This keeps feedback grounded, consistent, and actually useful instead of vague AI opinions.

We also wrote Python scripts to scrape, clean, and normalize cloud service specs and pricing so users can explore realistic scenarios without touching a real cloud account.


Challenges we ran into

Cloud has too many options. That is the problem.

  • Defining correctness when multiple architectures can work
  • Preventing the AI judge from hallucinating or being inconsistent
  • Designing rubrics that reward good judgment, not fancy diagrams
  • Making simulations realistic without scaring beginners
  • Supporting multiple cloud providers without bias

Also, explaining cloud pricing in a way that does not immediately traumatize users.

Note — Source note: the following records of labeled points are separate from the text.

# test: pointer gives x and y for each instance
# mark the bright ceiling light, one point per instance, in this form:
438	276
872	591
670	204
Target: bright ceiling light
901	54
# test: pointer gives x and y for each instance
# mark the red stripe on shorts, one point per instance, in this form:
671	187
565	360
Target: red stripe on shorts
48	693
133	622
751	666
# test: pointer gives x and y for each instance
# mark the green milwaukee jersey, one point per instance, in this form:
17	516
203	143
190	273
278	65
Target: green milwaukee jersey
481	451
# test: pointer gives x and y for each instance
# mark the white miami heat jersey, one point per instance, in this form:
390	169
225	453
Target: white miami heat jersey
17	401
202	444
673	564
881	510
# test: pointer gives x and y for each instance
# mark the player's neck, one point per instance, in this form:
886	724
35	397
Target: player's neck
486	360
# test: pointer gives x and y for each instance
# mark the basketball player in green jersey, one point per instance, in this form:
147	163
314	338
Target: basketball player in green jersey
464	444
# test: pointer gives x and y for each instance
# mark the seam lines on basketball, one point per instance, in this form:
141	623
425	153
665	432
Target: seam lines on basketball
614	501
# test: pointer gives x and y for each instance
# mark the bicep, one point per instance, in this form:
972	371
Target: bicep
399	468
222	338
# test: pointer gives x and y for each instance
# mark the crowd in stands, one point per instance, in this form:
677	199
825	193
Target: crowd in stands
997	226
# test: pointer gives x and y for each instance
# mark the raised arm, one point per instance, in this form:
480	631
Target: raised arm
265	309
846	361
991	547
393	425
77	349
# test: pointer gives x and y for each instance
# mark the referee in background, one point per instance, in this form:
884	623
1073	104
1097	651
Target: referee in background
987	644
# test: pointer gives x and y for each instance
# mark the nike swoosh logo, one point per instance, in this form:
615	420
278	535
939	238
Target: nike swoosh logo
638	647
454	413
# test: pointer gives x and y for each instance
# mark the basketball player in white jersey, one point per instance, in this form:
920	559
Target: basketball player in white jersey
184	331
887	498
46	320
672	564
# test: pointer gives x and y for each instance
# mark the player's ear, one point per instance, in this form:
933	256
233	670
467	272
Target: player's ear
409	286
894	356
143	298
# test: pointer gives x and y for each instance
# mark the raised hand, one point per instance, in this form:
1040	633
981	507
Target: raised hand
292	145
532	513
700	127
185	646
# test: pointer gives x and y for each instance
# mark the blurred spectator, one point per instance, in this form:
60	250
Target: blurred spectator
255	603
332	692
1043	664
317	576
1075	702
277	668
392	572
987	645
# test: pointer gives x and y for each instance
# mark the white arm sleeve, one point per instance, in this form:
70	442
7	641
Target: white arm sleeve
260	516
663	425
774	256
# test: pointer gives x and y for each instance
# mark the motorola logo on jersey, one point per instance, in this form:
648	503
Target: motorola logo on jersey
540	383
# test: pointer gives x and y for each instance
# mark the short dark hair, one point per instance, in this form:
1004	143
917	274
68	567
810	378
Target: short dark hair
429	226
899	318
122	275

Accomplishments that we're proud of

  • Building a rule-based and AI hybrid evaluator that feels fair
  • Letting users experiment without real cloud bills or accounts
  • Supporting learning across multiple cloud providers
  • Turning cloud trade-offs into something interactive and intuitive
  • Creating a beginner-friendly Baby Mode without dumbing things down

If someone says “this finally makes cloud make sense”, we won.


What we learned

  • Most people do not actually understand why their systems work
  • Overengineering is often just fear in disguise
  • Cloud pricing is the fastest teacher when made visible
  • Judgment improves when mistakes are safe and cheap
  • AI works best when constrained by structure and rules

Cloud is not hard. Bad decisions are.


What's next for Cloud Code

  • More providers and deeper service coverage
  • Hard mode challenges with stricter constraints
  • Interview-style timed scenarios
  • Better visualizations for cost and latency explosions
  • Community-shared architectures and critiques

Long term, we want Cloud Code to be the place where people learn how to think about systems before they ever deploy one.

Because AI can write your code.
But it still cannot justify your architecture.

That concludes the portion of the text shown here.